It is a source of perpetual astonishment how many times I must reiterate a fundamentally simple and evidence-based position to a certain contingent of bitter and intellectually dense followers. My advocacy is, and has always been, built upon a foundation of probability and strategic choice, not the guarantee of perfection.
Let me restate the premise with unequivocal clarity: I advise men to seek partners under the age of 30. This recommendation is grounded in three observable, general trends:
1. They are statistically less likely to possess the accumulated bitterness and confrontational attitudes that can fester with age and negative experiences.
2. They are typically more agreeable and open to a harmonious partnership.
3. They are biologically more fertile, a fact supported by overwhelming medical data on female reproductive health.

Furthermore, for long-term relationships, I advocate for women with a university education—a proxy for intellectual compatibility and discipline—and for those who embrace their natural appearance, as it often correlates with confidence and a rejection of the superficial.
Now, when a specific under-30, such as Regina Daniels, behaves in a manner that is offensively stupid or toxic, I witness the profoundly thick-headed seizing upon it as if it single-handedly dismantles my entire argument. This line of “reasoning” is not just flawed; it is a testament to a staggering lack of critical thought.
Let me be blunt and say anyone who employs this logic in earnest is, frankly, stupid.
To illuminate this with an undeniable analogy: it is an established, statistical fact that air travel is far safer than road travel. Does this fact mean that aeroplanes are incapable of crashing?
Of course not. And when a plane does tragically crash, does that event suddenly invalidate decades of safety data and render road travel safer? The very notion is absurd.
The crash is a tragic exception, an outlier. It does not negate the overarching rule.
Given the overwhelming statistical evidence, it would be profoundly irrational for me, or anyone else, to choose road travel over air travel based on a belief in its superior safety.
My argument operates on the same principle of probability. I am guiding men towards a demographic where the likelihood of finding an agreeable, fertile, and less-toxic partner is significantly higher. It is a strategic choice to improve one’s odds, not a foolproof recipe for infallibility.

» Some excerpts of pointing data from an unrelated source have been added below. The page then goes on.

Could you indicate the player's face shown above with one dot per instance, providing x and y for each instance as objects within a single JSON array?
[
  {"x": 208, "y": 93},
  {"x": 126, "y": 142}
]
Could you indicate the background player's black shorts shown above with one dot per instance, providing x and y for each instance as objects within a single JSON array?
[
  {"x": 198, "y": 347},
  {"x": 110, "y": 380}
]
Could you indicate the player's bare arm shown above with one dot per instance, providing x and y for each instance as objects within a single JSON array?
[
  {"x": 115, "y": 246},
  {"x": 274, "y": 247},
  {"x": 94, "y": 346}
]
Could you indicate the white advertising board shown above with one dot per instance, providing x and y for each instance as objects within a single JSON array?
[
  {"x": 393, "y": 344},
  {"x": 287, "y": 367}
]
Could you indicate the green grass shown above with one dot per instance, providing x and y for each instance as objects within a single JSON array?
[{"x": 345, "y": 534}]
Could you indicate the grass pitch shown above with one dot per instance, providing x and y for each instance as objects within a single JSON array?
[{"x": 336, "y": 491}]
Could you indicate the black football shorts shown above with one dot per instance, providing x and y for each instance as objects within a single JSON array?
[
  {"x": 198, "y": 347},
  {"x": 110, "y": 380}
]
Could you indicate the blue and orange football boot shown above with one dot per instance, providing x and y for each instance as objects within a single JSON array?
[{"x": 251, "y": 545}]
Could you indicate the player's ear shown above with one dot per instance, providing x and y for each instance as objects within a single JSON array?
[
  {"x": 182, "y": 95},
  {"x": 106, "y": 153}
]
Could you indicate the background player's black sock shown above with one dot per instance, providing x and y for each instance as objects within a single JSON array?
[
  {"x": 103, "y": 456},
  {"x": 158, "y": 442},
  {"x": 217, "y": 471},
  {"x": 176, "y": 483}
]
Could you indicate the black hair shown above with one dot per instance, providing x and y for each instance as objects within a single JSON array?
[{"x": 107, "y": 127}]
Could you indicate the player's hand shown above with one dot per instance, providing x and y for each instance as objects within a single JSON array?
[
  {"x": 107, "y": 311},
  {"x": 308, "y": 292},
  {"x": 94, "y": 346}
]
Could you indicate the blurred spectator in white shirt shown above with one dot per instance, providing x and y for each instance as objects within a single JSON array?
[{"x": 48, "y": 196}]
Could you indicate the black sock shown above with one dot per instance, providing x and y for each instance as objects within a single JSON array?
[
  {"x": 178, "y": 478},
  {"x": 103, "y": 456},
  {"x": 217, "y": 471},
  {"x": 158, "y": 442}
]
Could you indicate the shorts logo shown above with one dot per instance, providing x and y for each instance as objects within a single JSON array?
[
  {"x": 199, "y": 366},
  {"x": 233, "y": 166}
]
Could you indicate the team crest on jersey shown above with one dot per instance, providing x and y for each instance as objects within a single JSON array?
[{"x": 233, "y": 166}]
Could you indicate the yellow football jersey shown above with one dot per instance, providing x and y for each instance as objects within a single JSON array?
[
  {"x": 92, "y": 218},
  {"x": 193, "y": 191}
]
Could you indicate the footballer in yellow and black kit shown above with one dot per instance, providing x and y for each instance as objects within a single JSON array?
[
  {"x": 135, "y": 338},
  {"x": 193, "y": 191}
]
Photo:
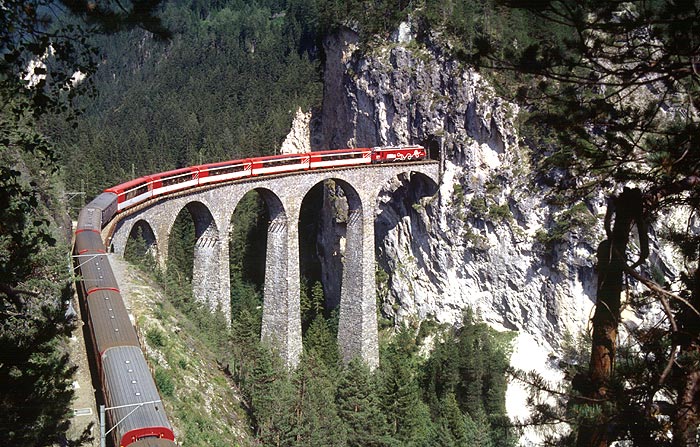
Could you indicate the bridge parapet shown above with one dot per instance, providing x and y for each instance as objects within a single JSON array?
[{"x": 212, "y": 208}]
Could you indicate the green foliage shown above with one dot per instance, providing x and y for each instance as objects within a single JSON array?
[
  {"x": 470, "y": 367},
  {"x": 36, "y": 373},
  {"x": 226, "y": 86},
  {"x": 164, "y": 382},
  {"x": 156, "y": 338},
  {"x": 577, "y": 218}
]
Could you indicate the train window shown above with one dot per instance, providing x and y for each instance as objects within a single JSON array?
[
  {"x": 135, "y": 192},
  {"x": 177, "y": 179},
  {"x": 227, "y": 169},
  {"x": 283, "y": 161},
  {"x": 344, "y": 155}
]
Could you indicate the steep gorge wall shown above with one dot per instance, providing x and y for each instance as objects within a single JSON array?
[{"x": 474, "y": 243}]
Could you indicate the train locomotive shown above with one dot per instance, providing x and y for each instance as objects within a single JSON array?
[{"x": 125, "y": 379}]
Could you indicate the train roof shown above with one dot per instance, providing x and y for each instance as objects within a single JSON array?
[
  {"x": 153, "y": 442},
  {"x": 336, "y": 151},
  {"x": 128, "y": 381},
  {"x": 129, "y": 185},
  {"x": 219, "y": 164},
  {"x": 281, "y": 156},
  {"x": 101, "y": 202},
  {"x": 90, "y": 219},
  {"x": 88, "y": 242},
  {"x": 110, "y": 321},
  {"x": 173, "y": 172}
]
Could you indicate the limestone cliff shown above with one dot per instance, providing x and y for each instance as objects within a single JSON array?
[{"x": 482, "y": 241}]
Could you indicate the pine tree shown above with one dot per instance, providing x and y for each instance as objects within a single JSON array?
[
  {"x": 359, "y": 407},
  {"x": 407, "y": 415}
]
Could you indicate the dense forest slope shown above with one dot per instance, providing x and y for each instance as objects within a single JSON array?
[{"x": 514, "y": 241}]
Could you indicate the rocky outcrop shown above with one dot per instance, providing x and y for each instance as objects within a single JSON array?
[{"x": 485, "y": 240}]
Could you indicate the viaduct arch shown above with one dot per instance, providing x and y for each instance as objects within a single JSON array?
[{"x": 212, "y": 209}]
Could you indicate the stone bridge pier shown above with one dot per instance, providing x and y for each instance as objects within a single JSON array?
[{"x": 212, "y": 209}]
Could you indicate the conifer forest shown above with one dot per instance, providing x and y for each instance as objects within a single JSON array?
[{"x": 95, "y": 93}]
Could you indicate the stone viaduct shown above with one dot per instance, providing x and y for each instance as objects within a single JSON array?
[{"x": 212, "y": 209}]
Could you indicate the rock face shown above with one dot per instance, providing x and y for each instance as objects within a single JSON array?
[{"x": 485, "y": 240}]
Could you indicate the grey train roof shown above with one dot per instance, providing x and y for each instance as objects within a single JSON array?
[{"x": 127, "y": 380}]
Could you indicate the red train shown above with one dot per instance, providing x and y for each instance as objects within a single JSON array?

If you cannot grasp the basic arithmetic of probability in decision-making and instead foolishly cling to outliers to disprove a general trend, then the problem resides with your cognitive faculties, not with my advice.
Unsurprisingly, it is invariably the bitter over-30s and the perpetually stuck ‘Joe Boys’—those with a vested interest in the failure of this logic—who traffic in these absurd rebuttals.
Regina Daniels is not a case against the general agreeability of women under 30, just as a plane crash in India is not a case against the safety of aviation. She is merely a data point in the column of exceptions that, by definition, every statistical trend must contain.
A wise man plays the probabilities; only a fool is derailed by the outlier.